La Madre de todas las Pandemías se asomó a nuestras vidas hace ya algunas semanas. Esa que nos empujó, como peleles de paja, al rincón más oscuro de nuestra intocable egolatría, perversamente perfecta, intocablemente humana. 

Pero a la Gran Madre le han nacido incontables vástagos, hijitos con los pies de barro, la mente ahuecada y la boca excesivamente suelta. Virus para los que no hay vacuna, ni se le espera; los que se regodean en su propia putrefacción, escurridizos como babosas en las charcas sombrías de nuestra propia historia. La de todos.

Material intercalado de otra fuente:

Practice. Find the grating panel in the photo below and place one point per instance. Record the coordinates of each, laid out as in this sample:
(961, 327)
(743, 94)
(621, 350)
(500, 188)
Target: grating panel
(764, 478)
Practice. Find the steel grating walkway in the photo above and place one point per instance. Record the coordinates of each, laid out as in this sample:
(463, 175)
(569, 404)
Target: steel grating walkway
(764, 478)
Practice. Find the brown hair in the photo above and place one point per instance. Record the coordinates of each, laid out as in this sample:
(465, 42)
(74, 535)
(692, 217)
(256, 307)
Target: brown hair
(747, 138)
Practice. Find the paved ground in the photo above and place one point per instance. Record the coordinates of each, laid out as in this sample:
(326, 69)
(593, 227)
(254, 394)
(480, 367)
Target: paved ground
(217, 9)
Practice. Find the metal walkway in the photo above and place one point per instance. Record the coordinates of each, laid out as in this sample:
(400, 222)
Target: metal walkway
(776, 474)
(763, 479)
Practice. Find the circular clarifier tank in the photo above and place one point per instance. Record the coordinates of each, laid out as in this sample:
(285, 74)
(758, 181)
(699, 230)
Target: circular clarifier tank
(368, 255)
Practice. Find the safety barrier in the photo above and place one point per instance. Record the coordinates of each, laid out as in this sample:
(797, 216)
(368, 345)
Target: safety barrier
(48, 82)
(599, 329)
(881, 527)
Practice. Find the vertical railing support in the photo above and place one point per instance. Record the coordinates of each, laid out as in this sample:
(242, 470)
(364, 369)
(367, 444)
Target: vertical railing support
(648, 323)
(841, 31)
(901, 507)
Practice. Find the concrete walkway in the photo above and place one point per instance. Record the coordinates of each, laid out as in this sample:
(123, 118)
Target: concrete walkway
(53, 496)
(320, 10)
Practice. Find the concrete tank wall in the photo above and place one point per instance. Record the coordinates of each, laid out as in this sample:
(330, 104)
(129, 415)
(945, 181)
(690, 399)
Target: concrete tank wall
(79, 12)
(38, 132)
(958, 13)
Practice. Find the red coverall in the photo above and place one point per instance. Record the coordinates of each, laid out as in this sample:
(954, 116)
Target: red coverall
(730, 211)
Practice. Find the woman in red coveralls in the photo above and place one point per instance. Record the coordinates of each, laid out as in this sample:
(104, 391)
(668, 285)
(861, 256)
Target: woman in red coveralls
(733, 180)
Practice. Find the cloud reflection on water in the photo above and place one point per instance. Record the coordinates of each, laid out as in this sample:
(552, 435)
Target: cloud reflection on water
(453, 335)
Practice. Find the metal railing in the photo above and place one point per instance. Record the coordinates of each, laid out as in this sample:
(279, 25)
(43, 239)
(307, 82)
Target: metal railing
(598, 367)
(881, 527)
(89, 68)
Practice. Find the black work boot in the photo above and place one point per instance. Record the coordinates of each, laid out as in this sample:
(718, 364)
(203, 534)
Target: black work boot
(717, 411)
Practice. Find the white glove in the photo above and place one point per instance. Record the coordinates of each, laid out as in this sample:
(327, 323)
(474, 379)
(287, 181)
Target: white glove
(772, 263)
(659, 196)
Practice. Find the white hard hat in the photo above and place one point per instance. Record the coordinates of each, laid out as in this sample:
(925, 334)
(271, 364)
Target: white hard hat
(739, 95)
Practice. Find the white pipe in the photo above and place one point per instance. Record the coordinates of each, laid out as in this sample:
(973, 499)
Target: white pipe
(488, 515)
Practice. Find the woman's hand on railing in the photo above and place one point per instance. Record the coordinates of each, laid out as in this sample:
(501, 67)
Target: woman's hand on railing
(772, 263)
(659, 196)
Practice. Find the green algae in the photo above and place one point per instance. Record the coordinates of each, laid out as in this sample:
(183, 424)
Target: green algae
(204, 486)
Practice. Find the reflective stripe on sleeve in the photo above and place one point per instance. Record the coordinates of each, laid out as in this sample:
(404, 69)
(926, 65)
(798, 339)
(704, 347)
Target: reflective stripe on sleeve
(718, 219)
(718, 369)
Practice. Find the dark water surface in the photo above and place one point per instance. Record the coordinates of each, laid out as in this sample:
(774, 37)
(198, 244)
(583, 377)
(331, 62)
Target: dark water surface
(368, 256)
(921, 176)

En el nombre de una libertad que nunca han defendido, excepto para sí mismos, enarbolan banderas, airean cacerolas o gritan consignas con las esesssss arrastradas como buenos habitantes de un mundo paralelo ajeno a lo humano y más cerca de lo dioses paganos de Dolce y Gabbana. Y se extienden como virus insurrectos que consiguen inocular su veneno en aquellos otros, tan descerebrados como ellos, pero más pobres, que aún creen en las leyendas de Don Pelayo y el Cid Campeador.

Y aquí estoy, con la mascarilla para mantener al Gran Virus controlado y con la mordaza para que esos hijitos díscolos no me destrocen el hígado ni la memoria. Soy una buena ciudadana. Mantengan su distancia. Gracias.